There doesn't appear to be any obvious lighting in the area; it may be the oncoming driver flashed because they could see Rawson was in the road and realised the oncoming driver wouldn't have seen him, having just come around the bend.
It's my wish that someday speed limit is strictly enforced.
Instead here, the norm is for people to go 10 to 15 mph over speed limit. If you don't speed, you will receive harassment from the vehicle behind -- flashing of lights, honking, or tail-gating.
If the cause were incompetence (unintentional), is that an accident? I don't think so.
The word "accident" to me and many people seems to imply little or nothing could have been done to prevent the tragedy, not whether it was unintentional.
(Note that I'm not writing about the incident in the link here, just making a general statement.)
Accident is basically the opposite of intentional. Accident doesn't imply anything about it being avoidable. An accident can happen due to negligence. An accident just means the incident was unintentiona, not unavoidable.
The AP recommends this so a reporter can describe the event without casting judgement on the cause of the event.

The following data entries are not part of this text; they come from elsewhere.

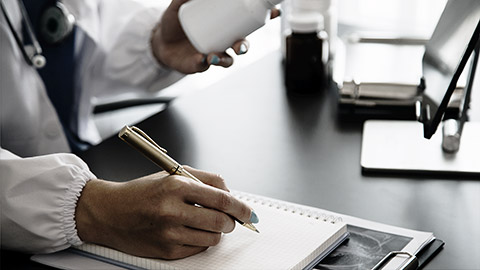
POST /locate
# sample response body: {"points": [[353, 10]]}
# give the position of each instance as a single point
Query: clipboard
{"points": [[414, 261]]}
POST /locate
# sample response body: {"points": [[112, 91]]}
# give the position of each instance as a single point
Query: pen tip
{"points": [[251, 227]]}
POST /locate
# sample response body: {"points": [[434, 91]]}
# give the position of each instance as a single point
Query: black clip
{"points": [[410, 264]]}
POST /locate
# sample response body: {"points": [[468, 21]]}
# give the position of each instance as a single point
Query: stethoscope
{"points": [[56, 23]]}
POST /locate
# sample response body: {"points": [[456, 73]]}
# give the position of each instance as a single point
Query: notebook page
{"points": [[288, 239]]}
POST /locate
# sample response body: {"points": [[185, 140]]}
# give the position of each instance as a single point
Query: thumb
{"points": [[211, 179]]}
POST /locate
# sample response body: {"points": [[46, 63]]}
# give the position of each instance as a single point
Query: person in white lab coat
{"points": [[50, 200]]}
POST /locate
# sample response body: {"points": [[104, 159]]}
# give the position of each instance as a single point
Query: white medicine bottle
{"points": [[214, 25]]}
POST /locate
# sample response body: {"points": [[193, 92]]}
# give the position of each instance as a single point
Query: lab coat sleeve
{"points": [[129, 59], [38, 200]]}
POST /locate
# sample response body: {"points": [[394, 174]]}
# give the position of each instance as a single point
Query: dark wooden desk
{"points": [[295, 148]]}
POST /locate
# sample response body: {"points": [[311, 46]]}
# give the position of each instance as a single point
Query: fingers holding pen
{"points": [[220, 201]]}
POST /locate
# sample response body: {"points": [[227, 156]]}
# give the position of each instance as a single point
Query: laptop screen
{"points": [[448, 53]]}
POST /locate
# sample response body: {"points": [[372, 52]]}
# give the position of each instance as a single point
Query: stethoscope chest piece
{"points": [[56, 23]]}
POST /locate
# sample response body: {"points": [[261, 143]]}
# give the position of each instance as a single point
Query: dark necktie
{"points": [[58, 73]]}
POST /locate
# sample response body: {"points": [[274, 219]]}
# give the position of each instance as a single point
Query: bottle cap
{"points": [[306, 22], [317, 5]]}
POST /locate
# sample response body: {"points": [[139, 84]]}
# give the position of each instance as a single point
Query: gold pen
{"points": [[136, 138]]}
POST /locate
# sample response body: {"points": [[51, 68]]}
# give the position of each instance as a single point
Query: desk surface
{"points": [[295, 148]]}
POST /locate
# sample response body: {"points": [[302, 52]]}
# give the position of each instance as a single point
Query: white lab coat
{"points": [[39, 181]]}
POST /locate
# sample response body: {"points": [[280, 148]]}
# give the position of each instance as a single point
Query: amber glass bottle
{"points": [[306, 55]]}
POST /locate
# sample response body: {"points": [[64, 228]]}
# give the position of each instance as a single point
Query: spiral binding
{"points": [[294, 209]]}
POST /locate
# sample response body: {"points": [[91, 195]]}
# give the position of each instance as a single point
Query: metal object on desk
{"points": [[411, 262]]}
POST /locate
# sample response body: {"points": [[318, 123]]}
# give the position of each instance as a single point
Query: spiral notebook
{"points": [[291, 237]]}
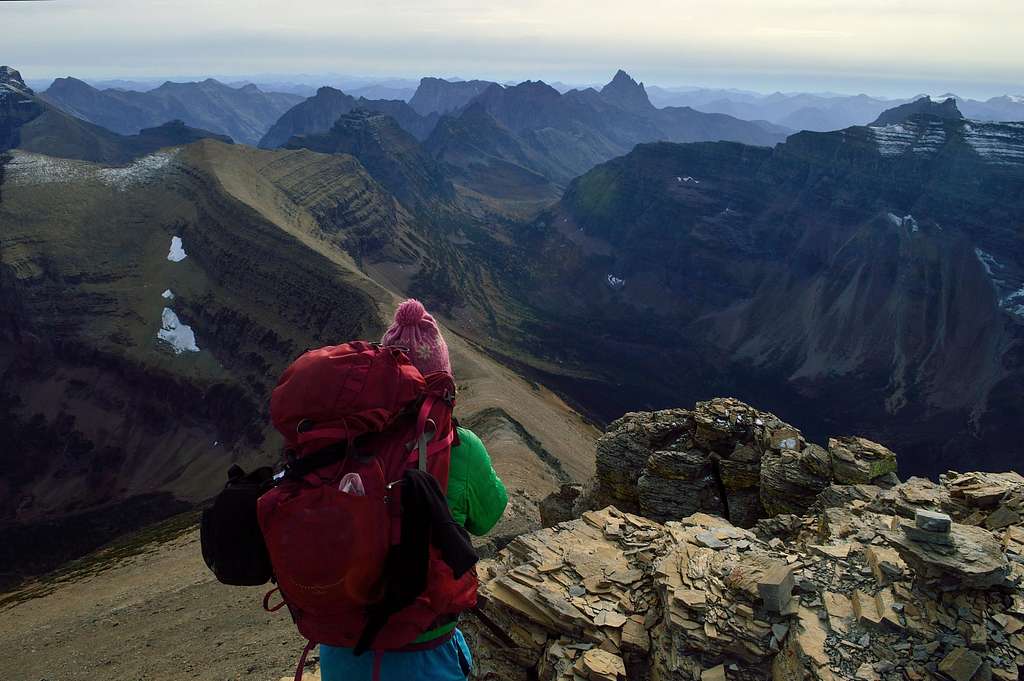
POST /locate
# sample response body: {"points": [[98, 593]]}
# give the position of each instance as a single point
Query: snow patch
{"points": [[905, 221], [1000, 143], [989, 262], [898, 138], [177, 253], [893, 139], [34, 169], [180, 336], [139, 171], [1014, 303]]}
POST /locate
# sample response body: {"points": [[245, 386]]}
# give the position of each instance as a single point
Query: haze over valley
{"points": [[595, 242]]}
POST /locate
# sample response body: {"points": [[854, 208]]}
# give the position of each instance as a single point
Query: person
{"points": [[476, 498]]}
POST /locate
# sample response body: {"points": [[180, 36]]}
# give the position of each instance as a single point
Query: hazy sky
{"points": [[896, 47]]}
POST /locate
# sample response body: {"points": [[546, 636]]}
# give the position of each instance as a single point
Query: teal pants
{"points": [[449, 662]]}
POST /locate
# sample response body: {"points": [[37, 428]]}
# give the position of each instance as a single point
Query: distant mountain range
{"points": [[318, 114], [869, 278], [243, 114], [513, 147], [32, 124], [819, 112], [871, 275]]}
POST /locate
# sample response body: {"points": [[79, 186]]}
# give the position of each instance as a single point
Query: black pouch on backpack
{"points": [[232, 544]]}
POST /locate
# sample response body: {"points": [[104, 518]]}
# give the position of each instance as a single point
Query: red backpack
{"points": [[361, 409]]}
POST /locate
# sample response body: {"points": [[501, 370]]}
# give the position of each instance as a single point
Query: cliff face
{"points": [[869, 277], [866, 578], [150, 313]]}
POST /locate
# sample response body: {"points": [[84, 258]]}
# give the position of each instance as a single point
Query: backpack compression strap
{"points": [[426, 429]]}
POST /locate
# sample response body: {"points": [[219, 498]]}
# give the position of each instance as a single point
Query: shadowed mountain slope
{"points": [[244, 113], [392, 156], [317, 114], [435, 95], [147, 309], [33, 125], [872, 275], [560, 136]]}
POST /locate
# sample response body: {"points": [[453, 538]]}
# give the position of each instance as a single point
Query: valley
{"points": [[155, 285]]}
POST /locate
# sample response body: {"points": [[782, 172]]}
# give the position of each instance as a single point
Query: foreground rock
{"points": [[866, 579]]}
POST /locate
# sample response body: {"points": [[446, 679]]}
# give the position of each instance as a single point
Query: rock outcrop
{"points": [[867, 578], [729, 459]]}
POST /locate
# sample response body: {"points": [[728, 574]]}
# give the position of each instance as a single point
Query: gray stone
{"points": [[775, 588], [919, 535], [975, 559], [933, 521], [856, 460], [709, 540]]}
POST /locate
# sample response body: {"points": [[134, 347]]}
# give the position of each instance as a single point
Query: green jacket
{"points": [[476, 497]]}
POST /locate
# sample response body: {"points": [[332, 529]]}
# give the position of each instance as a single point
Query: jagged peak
{"points": [[946, 109], [626, 92]]}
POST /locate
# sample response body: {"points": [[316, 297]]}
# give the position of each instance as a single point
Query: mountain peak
{"points": [[626, 92], [11, 80], [69, 83], [946, 110]]}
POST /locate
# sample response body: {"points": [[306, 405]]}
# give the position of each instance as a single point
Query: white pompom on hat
{"points": [[416, 331]]}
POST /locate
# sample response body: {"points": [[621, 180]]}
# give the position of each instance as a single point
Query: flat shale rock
{"points": [[858, 461], [834, 582], [975, 558]]}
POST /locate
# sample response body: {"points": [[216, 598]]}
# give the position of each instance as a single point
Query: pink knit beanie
{"points": [[415, 330]]}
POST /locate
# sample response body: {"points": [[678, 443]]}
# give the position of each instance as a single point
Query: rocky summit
{"points": [[845, 572]]}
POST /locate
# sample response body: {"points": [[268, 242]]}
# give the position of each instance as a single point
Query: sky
{"points": [[883, 47]]}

This is similar to the reason why reporters say things like the “alleged” robber when there were perhaps many witnesses and maybe the individual in the report even confessed to the theft. It keeps the reporter in the position of fact rather than judgement.
This is important distinction for a reporter of an event. Non-reporters are not under the same requirement to maintain a position on non-judgement.

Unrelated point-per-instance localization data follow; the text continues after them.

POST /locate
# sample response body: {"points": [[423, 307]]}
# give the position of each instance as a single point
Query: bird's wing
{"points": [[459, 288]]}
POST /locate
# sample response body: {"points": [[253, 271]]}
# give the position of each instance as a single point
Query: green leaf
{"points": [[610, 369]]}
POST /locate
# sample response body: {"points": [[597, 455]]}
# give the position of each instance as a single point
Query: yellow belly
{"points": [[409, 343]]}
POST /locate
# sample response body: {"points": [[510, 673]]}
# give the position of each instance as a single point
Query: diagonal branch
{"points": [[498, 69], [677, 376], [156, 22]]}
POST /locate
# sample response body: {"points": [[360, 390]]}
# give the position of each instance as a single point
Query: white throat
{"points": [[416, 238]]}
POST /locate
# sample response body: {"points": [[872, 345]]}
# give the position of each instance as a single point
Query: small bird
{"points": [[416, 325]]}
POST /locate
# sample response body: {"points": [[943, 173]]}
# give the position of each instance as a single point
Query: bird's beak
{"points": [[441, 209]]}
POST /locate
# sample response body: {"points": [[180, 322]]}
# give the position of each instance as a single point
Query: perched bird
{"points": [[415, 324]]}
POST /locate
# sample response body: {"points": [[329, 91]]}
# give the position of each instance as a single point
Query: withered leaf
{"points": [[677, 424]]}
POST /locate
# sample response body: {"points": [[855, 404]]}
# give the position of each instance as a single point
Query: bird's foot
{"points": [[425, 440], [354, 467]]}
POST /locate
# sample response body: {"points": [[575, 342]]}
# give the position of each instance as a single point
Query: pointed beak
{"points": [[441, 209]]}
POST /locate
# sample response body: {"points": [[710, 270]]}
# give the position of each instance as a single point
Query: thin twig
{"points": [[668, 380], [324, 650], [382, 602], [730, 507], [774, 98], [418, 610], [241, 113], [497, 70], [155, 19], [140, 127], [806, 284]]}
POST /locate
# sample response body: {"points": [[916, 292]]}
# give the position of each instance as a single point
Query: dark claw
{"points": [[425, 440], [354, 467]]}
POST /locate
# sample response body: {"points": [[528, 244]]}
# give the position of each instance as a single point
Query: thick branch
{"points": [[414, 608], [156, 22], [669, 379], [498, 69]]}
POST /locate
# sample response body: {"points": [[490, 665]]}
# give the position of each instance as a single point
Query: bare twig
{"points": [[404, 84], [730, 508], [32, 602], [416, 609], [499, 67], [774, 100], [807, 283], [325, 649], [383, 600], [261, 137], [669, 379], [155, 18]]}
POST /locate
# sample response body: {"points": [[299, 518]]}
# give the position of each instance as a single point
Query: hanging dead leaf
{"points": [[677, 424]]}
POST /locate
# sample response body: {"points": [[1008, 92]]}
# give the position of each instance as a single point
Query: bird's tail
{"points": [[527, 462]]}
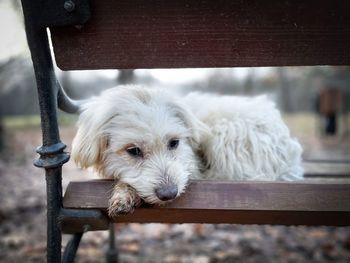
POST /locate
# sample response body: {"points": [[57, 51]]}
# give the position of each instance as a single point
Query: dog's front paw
{"points": [[123, 200]]}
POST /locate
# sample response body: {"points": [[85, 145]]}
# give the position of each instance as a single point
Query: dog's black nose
{"points": [[167, 192]]}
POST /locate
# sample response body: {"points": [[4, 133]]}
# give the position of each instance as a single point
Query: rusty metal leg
{"points": [[71, 248], [112, 253]]}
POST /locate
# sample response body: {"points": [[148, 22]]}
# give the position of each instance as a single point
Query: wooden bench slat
{"points": [[231, 202], [208, 33]]}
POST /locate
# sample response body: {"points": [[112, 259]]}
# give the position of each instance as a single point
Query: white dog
{"points": [[153, 142]]}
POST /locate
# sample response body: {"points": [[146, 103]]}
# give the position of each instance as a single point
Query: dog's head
{"points": [[143, 137]]}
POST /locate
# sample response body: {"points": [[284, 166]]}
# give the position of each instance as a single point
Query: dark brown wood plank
{"points": [[207, 33], [231, 202]]}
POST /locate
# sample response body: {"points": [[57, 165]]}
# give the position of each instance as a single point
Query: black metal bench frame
{"points": [[77, 219]]}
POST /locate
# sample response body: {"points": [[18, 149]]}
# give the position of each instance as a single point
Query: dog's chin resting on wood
{"points": [[153, 142]]}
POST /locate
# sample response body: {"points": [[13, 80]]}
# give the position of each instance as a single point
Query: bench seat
{"points": [[301, 203]]}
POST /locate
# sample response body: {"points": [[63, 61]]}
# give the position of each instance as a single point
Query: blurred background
{"points": [[314, 102]]}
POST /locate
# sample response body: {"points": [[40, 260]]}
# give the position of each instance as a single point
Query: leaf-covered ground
{"points": [[23, 226]]}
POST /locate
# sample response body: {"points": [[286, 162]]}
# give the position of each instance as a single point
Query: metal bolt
{"points": [[69, 6]]}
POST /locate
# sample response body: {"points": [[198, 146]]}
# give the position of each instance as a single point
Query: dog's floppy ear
{"points": [[198, 130], [91, 139]]}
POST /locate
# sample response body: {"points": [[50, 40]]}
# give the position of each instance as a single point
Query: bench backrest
{"points": [[207, 33]]}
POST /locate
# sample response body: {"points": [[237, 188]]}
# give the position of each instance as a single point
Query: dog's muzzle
{"points": [[166, 192]]}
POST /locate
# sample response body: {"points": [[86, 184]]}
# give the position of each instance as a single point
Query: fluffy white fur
{"points": [[219, 137]]}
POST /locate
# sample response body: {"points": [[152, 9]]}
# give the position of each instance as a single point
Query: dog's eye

You're publishing your editorial content to a large number of strangers here, it is not that different from the situation of reporters. While it is true that no such requirement exists, the reasons to choose the alternate wording are still the same.
I would never associate ptsd with these symptoms. My daughter was diagnosed with Leukemia in May ‘17 (she’s responded well to treatment so far) and I’m susceptible to all of these - but I would never have labelled it as ptsd.